DNA methylation analysis of molar tissue of a patient with a KHDC3L mutation. a Scatterplot of methylation values from the Illumina Human MethylationEPIC BeadChip array of 20-kb windows in the KHDC3Lc.1A>G mole compared with the grouped control placentas (n = 11). Highlighted are methylation levels of classic and placenta-specific maternal gDMRs. b UCSC browser screenshot of genomic methylation in KHDC3Lc.1A>G mole compared with the control placentas (n = 11). The zoomed-in view shows methylation over the KCNQ1OT1 imprinted domain with gDMR location highlighted in grey. Each vertical bar represents a single CpG on the array. c Heatmap showing methylation of maternal and paternal gDMRs in the KHDC3Lc.1A>G mole, control placentas (n = 11) and AnCHM. d, e Box and whisker plots showing methylation in the control placentas (n = 11) and KHDC3Lc.1A>G molar tissue at d maternal gDMRs (n = 43) and e placenta-specific methylated CGIs (n = 937), placenta-specific unmethylated CGIs (n = 11,728) and non-CGI windows (n = 48,581). Boxes represent the interquartile range; lines, the median; and dots beyond the whiskers, outliers. Comparisons in d and e are all statistically significant (p < 0.0001), although the effect size at maternal gDMRs is significantly greater (Additional file 3: Fig. S3E). Detailed statistical measures are given in Additional file 4: Table S3

These findings suggest that the KHDC3Lc.1A>G conceptus is competent to methylate the genome as a whole during the post-implantation remethylation phase, but that any LoM in gDMRs that might have occurred in the oocyte or preimplantation embryo cannot be fully restored. To evaluate this further, we used the methylation EPIC array data to identify regions with similar hypomethylation as observed for gDMRs in the KHDC3Lc.1A>G mole compared to the control placentas. To do this, we filtered for 20-kb windows with a mole to control placenta methylation ratio of < 0.65. This analysis identified 479 hypomethylated regions (Additional file 5: Table S4), corresponding to 1.9% of all 20-kb windows analysed (25,030). Of the hypomethylated windows, 17 overlapped with 1 of the 47 primary maternal gDMRs that we included in the study (Additional file 5: Table S4) and a further 27 overlapped with placenta-specific gDMRs identified by Hanna et al. [26]. Together, these results suggest that there is a preferential LoM of imprinted gDMRs in the KHDC3Lc.1A>G mole, with the remainder of the genome able to establish relatively normal levels of methylation.

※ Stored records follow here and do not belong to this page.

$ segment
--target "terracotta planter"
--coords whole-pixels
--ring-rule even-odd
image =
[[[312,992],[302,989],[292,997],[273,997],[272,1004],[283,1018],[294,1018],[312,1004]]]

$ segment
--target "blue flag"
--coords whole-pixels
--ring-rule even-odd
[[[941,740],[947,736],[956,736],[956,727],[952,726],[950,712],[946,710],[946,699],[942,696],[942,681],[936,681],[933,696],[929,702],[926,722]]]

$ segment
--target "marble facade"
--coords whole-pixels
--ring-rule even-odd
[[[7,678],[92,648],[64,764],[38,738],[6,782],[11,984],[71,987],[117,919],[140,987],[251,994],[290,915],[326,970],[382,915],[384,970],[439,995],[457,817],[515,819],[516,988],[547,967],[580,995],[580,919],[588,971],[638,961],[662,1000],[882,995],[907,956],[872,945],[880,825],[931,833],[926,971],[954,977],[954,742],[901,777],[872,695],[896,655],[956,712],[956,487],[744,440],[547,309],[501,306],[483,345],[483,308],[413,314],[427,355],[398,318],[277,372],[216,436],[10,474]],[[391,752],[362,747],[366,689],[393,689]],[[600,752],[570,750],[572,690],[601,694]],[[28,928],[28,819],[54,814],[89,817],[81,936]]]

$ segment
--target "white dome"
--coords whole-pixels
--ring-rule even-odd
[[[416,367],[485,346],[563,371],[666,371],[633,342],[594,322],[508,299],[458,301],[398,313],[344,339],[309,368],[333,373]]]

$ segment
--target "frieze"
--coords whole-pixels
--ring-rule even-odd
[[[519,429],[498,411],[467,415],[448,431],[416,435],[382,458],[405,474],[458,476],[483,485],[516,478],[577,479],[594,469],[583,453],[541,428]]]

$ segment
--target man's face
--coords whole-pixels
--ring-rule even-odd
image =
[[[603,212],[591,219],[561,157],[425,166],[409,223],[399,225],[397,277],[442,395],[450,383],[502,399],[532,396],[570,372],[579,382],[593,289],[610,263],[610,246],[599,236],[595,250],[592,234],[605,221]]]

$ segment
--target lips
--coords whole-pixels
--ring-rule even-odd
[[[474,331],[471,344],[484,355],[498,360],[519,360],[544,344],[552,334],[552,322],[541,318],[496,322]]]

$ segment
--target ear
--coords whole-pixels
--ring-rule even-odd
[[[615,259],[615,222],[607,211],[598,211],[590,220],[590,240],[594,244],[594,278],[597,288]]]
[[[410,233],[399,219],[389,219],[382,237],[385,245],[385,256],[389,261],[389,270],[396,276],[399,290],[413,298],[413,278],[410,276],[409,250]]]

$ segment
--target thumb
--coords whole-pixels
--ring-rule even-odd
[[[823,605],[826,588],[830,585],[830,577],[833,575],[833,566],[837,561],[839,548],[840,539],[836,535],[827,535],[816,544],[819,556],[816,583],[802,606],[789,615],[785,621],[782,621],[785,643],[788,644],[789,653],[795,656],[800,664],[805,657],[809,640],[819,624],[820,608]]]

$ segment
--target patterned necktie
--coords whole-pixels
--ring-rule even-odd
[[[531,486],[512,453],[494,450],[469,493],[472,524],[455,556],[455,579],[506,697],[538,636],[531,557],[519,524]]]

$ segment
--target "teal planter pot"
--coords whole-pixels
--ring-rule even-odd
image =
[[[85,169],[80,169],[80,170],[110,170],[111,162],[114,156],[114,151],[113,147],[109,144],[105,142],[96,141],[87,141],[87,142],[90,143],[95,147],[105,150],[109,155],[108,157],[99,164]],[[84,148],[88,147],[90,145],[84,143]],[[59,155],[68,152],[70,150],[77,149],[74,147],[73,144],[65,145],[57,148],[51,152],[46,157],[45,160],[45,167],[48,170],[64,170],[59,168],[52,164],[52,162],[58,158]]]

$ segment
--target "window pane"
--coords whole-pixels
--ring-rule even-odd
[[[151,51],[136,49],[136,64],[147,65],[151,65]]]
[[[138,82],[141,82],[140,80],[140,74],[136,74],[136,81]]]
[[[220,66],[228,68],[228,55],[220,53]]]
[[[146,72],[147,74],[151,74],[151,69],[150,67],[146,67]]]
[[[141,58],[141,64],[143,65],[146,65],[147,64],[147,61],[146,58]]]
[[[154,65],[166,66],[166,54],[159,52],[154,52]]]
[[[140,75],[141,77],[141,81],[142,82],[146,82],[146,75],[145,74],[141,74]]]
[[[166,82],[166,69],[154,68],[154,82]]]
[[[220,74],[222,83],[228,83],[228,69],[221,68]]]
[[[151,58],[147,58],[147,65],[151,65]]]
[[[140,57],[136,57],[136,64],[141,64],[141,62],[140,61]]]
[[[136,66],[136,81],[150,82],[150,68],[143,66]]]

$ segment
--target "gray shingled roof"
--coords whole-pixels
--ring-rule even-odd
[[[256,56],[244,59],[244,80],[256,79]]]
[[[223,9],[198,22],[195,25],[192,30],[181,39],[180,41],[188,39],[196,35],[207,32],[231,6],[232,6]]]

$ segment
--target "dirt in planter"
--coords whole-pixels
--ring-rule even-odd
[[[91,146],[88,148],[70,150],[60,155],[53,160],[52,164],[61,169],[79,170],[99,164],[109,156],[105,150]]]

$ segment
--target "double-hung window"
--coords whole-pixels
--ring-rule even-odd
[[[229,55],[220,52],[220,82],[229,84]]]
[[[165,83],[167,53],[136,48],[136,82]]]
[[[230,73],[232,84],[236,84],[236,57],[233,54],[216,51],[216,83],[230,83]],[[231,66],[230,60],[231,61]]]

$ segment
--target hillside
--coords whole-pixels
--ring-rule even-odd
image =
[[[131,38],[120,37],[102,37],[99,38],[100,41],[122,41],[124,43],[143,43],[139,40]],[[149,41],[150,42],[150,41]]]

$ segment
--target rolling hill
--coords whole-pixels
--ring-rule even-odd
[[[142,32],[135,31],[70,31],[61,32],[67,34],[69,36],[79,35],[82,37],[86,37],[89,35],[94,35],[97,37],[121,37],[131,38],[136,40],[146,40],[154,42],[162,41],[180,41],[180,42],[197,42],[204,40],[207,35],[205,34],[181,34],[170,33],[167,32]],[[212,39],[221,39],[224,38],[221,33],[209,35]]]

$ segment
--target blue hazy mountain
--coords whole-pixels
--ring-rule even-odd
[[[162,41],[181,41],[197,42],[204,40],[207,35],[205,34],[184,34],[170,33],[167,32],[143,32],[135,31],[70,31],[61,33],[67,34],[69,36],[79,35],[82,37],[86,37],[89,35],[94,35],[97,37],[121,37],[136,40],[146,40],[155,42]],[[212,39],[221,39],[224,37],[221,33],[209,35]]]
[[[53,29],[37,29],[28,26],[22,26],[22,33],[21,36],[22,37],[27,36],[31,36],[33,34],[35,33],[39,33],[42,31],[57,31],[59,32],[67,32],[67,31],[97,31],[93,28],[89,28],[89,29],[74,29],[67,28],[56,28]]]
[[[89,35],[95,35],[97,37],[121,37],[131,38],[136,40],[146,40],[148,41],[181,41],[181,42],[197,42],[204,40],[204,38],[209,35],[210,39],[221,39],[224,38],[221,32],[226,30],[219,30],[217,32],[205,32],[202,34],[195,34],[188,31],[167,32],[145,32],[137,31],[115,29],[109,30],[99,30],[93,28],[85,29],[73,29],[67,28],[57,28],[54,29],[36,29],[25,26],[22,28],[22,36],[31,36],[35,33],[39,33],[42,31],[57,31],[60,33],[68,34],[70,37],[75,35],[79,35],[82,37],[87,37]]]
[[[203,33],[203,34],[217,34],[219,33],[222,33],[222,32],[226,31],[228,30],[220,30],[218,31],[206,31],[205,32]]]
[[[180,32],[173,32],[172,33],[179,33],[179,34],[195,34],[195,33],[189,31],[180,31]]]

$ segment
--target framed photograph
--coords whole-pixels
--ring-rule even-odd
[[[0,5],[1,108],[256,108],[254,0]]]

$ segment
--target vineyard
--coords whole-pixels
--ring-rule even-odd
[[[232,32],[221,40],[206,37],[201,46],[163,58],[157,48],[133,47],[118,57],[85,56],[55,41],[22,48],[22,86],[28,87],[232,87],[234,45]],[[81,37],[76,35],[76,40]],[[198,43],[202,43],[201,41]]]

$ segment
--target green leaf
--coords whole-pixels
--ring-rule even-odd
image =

Genome-wide DNA methylation deficit in KHDC3L c.1A>G oocytes

We next sought to evaluate genome-wide methylation in oocytes from patient D. Following ovarian stimulation, 1 metaphase-I (MI) and 8 metaphase-II (MII) oocytes were obtained (Additional file 3: Figure S4A), of which the MI and 6 MII oocytes were processed by scBS-seq. Initial sequencing indicated that 5 of the MII oocytes yielded acceptable scBS-seq libraries with no evidence of cumulus cell DNA contamination (Additional file 3: Figure S4B,C). These 5 libraries were then sequenced to saturation, obtaining reads covering 3,249,800–4,354,472 CpG sites or 11.3–15.1% of the genomic total per single-cell library and 43.98% CpG coverage after combining datasets (Additional file 6: Table S5). The scBS-seq data were compared with a published deeply sequenced methylome of bulk germinal vesicle (GV)/MI oocytes [30] and 32 single MII oocyte datasets [31], the latter generated by an equivalent single-cell protocol.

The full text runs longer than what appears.